Back over to Converse and I wandered into the sparse crowd soaking up Devendra Banhart’s folky goodness. I took a seat to be enthralled. The sun was setting to the west and the grass was dry and soft, like Devendra. His live show lived up to all the hype, it was four guys jamming on a balmy Friday afternoon. He joked with the crowd and strummed and reminisced, he spoke of his home in Mexico and took as all on a sonic trip. From the sublime to the ridiculous, Devendra gave way to Jet, I made a very rapid exit.
The Mars Volta sure can play them guitars. Their fans are perhaps the most devoted you’ll find and it was a tight pack within the D barrier. They are uncompromising rockers, those wailing vocals and impossibly erratic drums, the riffs are so abrasive and yet it all tumbles together in a mountain of sound. You can’t help but be intoxicated by it. Cedric Bixer Zevala’s flowing locks floated over the stage as he crooned, the set was a multi-layered combination of improvisational interludes and the rousing builds of their best known tracks, the set was too short.
I dashed back to the Boiler Room to see the Simian Mobile Disco pair hunched over the turntables. They delivered a heavyweight serve of pounding tech house. They dropped in tracks off their latest album and kept a small but appreciative crowd moving.
Muse was the word on everybody’s lips. They revealed towering screens and a blinding light show.
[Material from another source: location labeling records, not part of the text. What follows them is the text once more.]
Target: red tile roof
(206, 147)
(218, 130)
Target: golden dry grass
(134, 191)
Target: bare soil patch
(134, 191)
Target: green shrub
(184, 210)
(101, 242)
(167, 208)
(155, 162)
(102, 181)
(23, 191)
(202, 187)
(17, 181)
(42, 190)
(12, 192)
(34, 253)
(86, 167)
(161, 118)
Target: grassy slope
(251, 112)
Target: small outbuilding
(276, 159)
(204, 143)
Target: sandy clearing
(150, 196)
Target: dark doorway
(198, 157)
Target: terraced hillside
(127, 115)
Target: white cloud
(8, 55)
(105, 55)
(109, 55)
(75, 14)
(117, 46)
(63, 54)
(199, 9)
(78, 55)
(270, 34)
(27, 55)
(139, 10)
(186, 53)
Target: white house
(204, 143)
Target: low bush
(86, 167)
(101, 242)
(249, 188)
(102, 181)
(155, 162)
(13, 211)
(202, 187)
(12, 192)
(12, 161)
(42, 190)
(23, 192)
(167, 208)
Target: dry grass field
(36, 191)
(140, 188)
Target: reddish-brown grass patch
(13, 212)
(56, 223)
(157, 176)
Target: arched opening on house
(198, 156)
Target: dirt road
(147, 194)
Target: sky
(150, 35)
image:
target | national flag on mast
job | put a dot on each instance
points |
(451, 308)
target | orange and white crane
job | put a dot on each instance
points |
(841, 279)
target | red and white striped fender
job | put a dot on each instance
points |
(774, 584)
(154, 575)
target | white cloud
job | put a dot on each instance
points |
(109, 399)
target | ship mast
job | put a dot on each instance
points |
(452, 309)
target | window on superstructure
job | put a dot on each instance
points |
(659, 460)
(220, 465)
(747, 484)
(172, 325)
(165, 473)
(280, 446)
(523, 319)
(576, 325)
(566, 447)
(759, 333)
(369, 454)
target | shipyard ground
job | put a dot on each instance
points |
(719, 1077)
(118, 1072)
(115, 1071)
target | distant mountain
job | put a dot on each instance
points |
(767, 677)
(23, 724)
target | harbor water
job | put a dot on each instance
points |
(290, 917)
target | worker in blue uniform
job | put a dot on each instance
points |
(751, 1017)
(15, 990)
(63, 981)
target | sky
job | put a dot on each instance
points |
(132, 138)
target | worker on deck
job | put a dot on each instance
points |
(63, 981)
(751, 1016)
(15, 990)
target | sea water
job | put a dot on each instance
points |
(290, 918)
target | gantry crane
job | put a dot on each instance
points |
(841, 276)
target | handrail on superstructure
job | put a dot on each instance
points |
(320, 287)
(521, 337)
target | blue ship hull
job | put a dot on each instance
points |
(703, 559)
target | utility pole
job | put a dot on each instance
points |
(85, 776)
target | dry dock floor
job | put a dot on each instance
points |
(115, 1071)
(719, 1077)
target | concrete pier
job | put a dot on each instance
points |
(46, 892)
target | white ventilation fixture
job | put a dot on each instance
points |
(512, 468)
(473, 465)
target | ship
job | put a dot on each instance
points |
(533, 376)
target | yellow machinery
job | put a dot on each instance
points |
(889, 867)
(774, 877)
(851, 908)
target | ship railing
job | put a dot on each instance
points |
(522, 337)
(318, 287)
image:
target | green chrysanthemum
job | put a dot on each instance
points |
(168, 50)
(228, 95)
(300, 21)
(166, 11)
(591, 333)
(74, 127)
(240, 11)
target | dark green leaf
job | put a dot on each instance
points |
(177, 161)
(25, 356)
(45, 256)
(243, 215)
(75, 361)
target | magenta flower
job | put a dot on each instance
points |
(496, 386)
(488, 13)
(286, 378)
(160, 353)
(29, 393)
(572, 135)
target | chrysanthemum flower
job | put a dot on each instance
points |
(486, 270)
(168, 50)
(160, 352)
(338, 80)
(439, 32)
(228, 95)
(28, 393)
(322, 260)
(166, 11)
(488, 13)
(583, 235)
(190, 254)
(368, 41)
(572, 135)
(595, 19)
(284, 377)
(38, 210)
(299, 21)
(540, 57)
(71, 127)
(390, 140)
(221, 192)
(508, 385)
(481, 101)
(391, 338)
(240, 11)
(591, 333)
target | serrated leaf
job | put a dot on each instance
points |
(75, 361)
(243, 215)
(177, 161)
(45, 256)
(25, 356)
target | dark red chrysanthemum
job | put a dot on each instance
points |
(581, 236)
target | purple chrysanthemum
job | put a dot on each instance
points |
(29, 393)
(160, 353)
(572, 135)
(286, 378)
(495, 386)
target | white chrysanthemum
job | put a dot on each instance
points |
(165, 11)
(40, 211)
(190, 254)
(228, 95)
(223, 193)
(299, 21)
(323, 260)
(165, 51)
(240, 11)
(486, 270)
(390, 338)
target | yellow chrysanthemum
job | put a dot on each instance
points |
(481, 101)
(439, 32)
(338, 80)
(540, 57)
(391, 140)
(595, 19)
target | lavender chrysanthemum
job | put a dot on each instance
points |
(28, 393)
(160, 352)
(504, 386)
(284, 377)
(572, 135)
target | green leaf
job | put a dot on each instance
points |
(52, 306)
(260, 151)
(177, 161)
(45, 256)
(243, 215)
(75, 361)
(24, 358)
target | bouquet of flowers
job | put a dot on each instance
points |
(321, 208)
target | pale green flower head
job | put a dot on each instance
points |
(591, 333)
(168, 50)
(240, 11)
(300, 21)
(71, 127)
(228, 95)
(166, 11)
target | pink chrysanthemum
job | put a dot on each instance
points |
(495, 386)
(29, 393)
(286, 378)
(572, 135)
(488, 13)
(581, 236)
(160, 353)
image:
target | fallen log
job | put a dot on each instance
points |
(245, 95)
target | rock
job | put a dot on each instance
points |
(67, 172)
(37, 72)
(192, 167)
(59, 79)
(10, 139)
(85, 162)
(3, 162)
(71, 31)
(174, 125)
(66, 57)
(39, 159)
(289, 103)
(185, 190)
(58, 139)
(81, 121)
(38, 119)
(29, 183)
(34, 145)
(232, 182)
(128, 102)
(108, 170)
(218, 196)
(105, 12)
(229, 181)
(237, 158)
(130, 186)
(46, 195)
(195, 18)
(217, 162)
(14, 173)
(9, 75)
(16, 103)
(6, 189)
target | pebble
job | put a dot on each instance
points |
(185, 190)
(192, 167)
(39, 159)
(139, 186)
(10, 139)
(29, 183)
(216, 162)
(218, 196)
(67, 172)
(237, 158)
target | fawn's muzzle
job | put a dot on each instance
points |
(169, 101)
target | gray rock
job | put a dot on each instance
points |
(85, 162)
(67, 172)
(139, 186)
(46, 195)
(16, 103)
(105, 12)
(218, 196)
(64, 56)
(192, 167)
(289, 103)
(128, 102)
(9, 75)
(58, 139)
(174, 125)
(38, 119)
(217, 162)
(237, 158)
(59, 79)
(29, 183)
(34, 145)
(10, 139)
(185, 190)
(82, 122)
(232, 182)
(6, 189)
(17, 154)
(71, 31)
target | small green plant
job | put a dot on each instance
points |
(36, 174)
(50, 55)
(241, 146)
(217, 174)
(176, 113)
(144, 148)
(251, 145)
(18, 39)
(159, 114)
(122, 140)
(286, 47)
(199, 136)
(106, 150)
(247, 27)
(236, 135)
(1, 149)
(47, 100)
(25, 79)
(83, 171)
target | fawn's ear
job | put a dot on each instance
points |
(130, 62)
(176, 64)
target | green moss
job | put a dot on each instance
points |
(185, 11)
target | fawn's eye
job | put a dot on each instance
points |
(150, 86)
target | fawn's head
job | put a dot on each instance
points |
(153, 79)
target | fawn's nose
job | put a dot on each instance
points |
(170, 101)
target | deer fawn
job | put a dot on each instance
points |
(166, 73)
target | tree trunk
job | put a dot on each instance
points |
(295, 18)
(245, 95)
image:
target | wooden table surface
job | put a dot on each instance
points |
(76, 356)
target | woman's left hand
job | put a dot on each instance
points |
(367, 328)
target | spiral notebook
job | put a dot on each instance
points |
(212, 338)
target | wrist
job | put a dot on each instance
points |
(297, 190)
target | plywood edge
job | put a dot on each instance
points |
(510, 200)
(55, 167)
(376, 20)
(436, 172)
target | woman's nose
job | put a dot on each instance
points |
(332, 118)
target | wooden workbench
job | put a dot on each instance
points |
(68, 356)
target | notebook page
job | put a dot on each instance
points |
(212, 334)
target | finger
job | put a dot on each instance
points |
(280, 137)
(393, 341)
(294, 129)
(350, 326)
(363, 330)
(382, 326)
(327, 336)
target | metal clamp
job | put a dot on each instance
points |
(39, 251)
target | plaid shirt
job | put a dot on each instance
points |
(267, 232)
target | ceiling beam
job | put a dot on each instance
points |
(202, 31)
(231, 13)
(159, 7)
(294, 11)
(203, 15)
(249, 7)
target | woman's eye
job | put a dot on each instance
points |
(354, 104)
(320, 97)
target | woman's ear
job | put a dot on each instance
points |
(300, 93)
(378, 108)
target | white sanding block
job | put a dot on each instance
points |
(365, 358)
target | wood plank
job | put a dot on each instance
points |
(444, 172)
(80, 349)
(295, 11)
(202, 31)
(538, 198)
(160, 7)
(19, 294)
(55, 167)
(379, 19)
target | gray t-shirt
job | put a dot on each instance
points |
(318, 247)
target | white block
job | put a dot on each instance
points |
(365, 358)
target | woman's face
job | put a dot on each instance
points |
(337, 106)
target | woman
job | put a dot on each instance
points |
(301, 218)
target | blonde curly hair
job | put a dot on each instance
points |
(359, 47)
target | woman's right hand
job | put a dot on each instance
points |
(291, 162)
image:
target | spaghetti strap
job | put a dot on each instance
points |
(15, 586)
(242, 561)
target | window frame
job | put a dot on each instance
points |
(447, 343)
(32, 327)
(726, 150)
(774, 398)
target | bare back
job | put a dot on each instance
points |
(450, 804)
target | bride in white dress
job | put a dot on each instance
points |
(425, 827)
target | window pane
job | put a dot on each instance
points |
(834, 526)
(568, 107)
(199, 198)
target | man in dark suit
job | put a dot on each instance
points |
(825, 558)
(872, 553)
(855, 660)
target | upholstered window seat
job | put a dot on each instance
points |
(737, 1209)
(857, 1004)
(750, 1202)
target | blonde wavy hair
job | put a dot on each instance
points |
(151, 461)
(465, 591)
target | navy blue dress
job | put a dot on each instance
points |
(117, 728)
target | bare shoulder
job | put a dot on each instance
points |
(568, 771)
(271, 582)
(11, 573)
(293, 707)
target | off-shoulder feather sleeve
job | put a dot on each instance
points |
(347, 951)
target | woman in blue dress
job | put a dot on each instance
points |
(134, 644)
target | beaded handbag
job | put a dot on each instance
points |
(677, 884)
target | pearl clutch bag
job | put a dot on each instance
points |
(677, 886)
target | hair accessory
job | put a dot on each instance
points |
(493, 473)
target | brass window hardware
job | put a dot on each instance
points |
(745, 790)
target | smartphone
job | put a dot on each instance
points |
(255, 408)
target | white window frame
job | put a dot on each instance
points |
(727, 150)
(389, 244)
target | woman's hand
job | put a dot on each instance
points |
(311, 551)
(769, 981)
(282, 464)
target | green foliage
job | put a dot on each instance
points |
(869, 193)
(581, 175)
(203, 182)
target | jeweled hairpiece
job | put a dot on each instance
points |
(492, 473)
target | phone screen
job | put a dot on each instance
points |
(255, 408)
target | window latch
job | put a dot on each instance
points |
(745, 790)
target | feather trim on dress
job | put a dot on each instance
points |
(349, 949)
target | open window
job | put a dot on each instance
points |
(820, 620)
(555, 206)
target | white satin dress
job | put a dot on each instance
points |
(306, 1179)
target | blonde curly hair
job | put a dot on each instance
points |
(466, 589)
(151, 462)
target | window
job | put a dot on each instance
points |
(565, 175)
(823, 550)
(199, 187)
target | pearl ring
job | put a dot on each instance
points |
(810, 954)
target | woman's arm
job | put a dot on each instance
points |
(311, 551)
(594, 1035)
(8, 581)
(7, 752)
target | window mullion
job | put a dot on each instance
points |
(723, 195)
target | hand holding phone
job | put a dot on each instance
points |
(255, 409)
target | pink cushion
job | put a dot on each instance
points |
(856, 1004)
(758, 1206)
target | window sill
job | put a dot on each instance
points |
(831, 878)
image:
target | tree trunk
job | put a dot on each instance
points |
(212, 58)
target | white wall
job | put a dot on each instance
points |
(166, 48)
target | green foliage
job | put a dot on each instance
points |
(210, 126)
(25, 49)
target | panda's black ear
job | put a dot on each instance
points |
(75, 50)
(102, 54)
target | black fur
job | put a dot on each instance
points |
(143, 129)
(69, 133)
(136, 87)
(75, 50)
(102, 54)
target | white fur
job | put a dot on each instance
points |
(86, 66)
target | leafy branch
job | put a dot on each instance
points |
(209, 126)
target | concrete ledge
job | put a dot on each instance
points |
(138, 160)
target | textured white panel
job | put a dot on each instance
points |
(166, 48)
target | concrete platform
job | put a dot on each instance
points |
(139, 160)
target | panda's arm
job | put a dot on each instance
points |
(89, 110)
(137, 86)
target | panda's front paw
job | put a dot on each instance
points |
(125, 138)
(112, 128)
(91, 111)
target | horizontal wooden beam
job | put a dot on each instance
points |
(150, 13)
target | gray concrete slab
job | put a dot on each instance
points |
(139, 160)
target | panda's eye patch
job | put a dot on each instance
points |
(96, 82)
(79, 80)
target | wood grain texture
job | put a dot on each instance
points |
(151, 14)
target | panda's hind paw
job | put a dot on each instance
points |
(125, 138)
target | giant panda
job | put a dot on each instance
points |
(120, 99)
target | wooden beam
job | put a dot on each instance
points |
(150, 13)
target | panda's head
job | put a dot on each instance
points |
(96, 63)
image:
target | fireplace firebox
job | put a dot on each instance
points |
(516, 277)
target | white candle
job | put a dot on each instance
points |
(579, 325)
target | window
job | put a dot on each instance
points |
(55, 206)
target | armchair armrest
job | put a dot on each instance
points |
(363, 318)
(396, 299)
The sound was crisp, like Matthew Bellamy’s hair. They paraded an arsenal of instruments and gave their adoring fans everything they could have hoped for. The main stadium was filled to capacity, it was quite a site from up high. I was mesmerised by the lights and the rousing delivery of Uprising. Apparently they brought NickCester from Jet on stage, I’m glad I had fled for the Boiler Room by then.
Sasha played a house set, it was loud and transcendent. The laser show was spellbinding. His hour long set seemed to last for only a few moments.
I came back to Earth in time to see the Groove Armada massive take the stage. Their re-birth was led by the gorgeous SaintSaviour, she appears as some sort of Goddess; or perhaps a robot from the future. Tracks like I Won’t Kneel were delivered with energy and soaring vocals. SaintSaviour pranced around the stage, gyrating and twisting, she showed us her flexibility both physically and sonically. They brought their older tracks, My Friends offered a mellow interlude. The finale of Superstylin’ blew the roof off the cavernous Boiler Room, the bass was deep and the rhymes booming. Groove Armada are back!